Example of a crowdsourced time-sync video.

Different from conventional video comments, time-sync comments are synchronized with a video’s playback time. It provides a possibility for viewers who are watching the same video to share their watching experience and interact with each other. Latent features can be extracted from time-sync comments to provide more detailed information on user interests. For instance, viewers who wrote comments in nearby playback time positions are likely to have some kinds of similarity or association (e.g., like or dislike a specific video shot). Intuitively, those viewers can be categorized into the same group with implicit similar preferences. Moreover, a continuous bundle of time-sync comments can describe video contents to some extent. Such kind of information is useful for video recommendation to further improve user experience.

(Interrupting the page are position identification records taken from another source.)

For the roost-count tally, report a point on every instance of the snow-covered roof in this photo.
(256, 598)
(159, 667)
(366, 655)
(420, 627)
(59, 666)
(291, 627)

In this paper, we propose a new video recommendation algorithm for crowdsourced time-sync videos, which is called SACF (Semantic-Aware Collaborative Filtering). The basic idea of SACF is to exploit the temporal relationship between time-sync comments and video frames, and extract latent semantic representations of time-sync comments to provide more accurate video recommendation. Our proposed algorithm can model user preferences in the frame level. In summary, our main contributions in this paper can be listed as below:

  • We propose a novel video recommendation algorithm called SACF to improve the performance of crowdsourced time-sync videos. Our algorithm extends traditional video recommendation algorithms by embedding latent semantic representations extracted from TSCs.

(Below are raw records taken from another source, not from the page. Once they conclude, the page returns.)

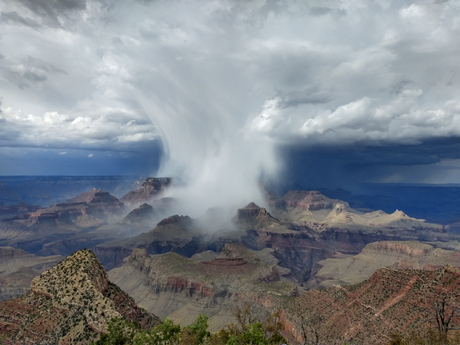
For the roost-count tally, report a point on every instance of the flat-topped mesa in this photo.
(81, 269)
(226, 262)
(151, 187)
(176, 219)
(252, 212)
(141, 213)
(411, 248)
(308, 200)
(97, 199)
(71, 303)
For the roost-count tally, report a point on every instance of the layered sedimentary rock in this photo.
(18, 268)
(344, 269)
(150, 189)
(71, 303)
(390, 301)
(182, 288)
(31, 231)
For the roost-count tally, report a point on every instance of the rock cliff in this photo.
(390, 301)
(182, 288)
(18, 268)
(71, 303)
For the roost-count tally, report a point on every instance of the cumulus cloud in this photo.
(223, 84)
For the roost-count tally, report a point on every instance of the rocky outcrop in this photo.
(344, 269)
(308, 200)
(70, 303)
(31, 231)
(100, 203)
(18, 268)
(181, 288)
(178, 234)
(152, 187)
(390, 301)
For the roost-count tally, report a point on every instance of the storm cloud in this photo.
(307, 91)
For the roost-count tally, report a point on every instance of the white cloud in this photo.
(204, 76)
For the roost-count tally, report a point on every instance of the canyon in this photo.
(180, 267)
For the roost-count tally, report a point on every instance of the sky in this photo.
(322, 93)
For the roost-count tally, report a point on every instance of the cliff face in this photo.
(348, 269)
(390, 301)
(179, 234)
(18, 268)
(150, 188)
(70, 303)
(31, 231)
(181, 288)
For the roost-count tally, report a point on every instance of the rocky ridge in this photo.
(210, 283)
(18, 268)
(343, 269)
(149, 189)
(390, 301)
(70, 303)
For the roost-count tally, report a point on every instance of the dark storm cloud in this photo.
(15, 18)
(28, 71)
(348, 166)
(353, 90)
(51, 12)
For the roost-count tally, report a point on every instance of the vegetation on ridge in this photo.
(247, 331)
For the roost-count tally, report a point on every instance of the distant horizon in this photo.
(304, 187)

  • To better utilize interaction patterns, we integrate all the representations with a multi-layer perceptron (MLP) model. By embedding extra semantic-aware information, our approach can easily achieve similar user and item interest filtering, and mitigate the cold-start problem.

  • We also validate our proposed algorithm using a real TSC dataset obtained from the BiliBili video website. The experiment results show that our algorithm significantly outperforms other baselines by up to 9.73% in HR@10 and 5.72% in NDCG@10.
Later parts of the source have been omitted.